You should be careful about your use of dispatch_get_current_queue in the first place. From the header file:
Recommended for debugging and logging purposes only:
The code
must not make any assumptions about the queue returned, unless it
is one of the global queues or a queue the code has itself created.
The code must not assume that synchronous execution onto a queue is
safe from deadlock if that queue is not the one returned by
dispatch_get_current_queue().
You could do either one of two things:
Keep a reference to the queue you originally posted on (if you created it via dispatch_queue_create), and use that from then on.
Use system defined queues via dispatch_get_global_queue, and keep a track of which one you're using.
Effectively whilst previously relying on the system to keep track of the queue you are on, you are going to have to do it yourself.
Apple had deprecated dispatch_get_current_queue(), but left a hole in another place, so we still able to get current dispatch queue:
if let currentDispatch = OperationQueue.current?.underlyingQueue {
print(currentDispatch)
// Do stuff
}
This works for main queue at least.
Note, that underlyingQueue property is available since iOS 8.
If you need to perform the completion block in the original queue, you also may use OperationQueue directly, I mean without GCD.

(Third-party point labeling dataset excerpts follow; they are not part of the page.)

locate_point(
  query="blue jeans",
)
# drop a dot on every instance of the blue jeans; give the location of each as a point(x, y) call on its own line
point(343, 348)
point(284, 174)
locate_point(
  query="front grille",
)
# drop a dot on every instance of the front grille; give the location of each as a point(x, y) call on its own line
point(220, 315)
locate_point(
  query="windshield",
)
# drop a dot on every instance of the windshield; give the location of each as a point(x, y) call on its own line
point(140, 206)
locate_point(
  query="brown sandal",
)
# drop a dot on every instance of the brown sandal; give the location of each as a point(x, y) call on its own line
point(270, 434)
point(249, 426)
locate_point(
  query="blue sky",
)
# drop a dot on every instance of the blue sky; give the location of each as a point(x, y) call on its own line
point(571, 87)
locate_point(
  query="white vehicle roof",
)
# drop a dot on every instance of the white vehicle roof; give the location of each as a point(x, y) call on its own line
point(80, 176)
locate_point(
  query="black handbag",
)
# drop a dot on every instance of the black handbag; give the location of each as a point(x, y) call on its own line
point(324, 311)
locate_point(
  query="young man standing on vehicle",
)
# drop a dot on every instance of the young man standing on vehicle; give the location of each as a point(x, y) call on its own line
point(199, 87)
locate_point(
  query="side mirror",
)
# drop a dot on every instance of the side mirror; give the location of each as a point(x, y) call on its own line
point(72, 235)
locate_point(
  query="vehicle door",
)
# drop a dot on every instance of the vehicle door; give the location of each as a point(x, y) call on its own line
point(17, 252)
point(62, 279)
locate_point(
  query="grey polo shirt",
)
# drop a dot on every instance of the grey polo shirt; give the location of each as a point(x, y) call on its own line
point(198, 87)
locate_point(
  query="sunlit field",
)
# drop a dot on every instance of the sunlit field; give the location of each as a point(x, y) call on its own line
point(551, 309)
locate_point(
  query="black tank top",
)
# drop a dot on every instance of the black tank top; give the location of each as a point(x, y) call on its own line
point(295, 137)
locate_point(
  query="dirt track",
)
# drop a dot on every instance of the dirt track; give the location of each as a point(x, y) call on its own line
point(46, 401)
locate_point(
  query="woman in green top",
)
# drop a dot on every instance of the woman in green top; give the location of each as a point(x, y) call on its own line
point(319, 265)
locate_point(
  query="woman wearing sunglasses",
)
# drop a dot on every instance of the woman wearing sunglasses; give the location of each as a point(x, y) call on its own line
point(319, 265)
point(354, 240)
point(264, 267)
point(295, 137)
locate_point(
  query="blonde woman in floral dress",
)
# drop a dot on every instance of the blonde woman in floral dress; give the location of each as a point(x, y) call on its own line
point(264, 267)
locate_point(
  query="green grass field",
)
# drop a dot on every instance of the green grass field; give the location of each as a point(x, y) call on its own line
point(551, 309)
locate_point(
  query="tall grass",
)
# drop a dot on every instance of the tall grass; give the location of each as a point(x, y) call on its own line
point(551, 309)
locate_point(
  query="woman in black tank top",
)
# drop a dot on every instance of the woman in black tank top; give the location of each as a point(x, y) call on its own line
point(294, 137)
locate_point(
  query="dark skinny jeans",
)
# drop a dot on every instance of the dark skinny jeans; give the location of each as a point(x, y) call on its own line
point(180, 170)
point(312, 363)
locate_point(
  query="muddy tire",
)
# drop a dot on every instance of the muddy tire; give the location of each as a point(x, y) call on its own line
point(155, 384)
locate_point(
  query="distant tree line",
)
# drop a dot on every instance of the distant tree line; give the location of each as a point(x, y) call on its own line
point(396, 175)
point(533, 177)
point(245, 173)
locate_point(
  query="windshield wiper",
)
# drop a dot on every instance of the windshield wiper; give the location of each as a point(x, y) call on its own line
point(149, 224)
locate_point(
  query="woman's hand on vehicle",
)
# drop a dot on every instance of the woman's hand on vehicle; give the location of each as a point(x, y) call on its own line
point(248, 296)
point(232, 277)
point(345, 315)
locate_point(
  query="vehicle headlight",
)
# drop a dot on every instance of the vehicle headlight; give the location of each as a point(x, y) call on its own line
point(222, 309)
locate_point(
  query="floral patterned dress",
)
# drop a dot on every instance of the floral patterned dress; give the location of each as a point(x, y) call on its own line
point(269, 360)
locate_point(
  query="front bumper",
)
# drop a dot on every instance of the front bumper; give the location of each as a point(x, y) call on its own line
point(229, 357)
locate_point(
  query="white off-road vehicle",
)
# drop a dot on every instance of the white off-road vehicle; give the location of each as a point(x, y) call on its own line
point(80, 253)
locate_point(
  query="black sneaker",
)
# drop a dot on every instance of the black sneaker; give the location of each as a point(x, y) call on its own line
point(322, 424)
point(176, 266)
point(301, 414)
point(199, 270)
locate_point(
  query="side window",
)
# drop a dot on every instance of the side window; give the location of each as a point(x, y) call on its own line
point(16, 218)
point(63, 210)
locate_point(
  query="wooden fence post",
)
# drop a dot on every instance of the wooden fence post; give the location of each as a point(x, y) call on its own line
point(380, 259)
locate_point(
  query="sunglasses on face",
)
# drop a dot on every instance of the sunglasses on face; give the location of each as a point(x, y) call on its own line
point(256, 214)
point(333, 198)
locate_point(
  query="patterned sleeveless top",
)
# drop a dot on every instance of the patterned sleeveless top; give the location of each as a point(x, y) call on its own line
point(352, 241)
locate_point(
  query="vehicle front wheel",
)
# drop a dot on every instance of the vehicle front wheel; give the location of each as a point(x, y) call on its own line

For those who still need in queue comparing, you could compare queues by their label or specifies.
Check this https://stackoverflow.com/a/23220741/1531141
This is a me too answer. So I will talk about our use case.
We have a services layer and the UI layer (among other layers). The services layer runs tasks in the background. (Data manipulation tasks, CoreData tasks, Network calls etc). The service layer has a couple operation queues to satisfy the needs of the UI layer.
The UI layer relies on the services layer to do its work and then run a success completion block. This block can have UIKit code in it. A simple use case is to get all messages from the server and reload the collection view.
Here we guarantee that the blocks that are passed into the services layer are dispatched on the queue on which the service was invoked on. Since dispatch_get_current_queue is a deprecated method, we use the NSOperationQueue.currentQueue to get the caller's current queue. Important note on this property.
Calling this method from outside the context of a running operation
typically results in nil being returned.
Since we always invoke our services on a known queue (Our custom queues and Main queue) this works well for us. We do have cases where serviceA can call serviceB which can call serviceC. Since we control where the first service call is being made from, we know the rest of the services will follow the same rules.
So NSOperationQueue.currentQueue will always return one of our Queues or the MainQueue.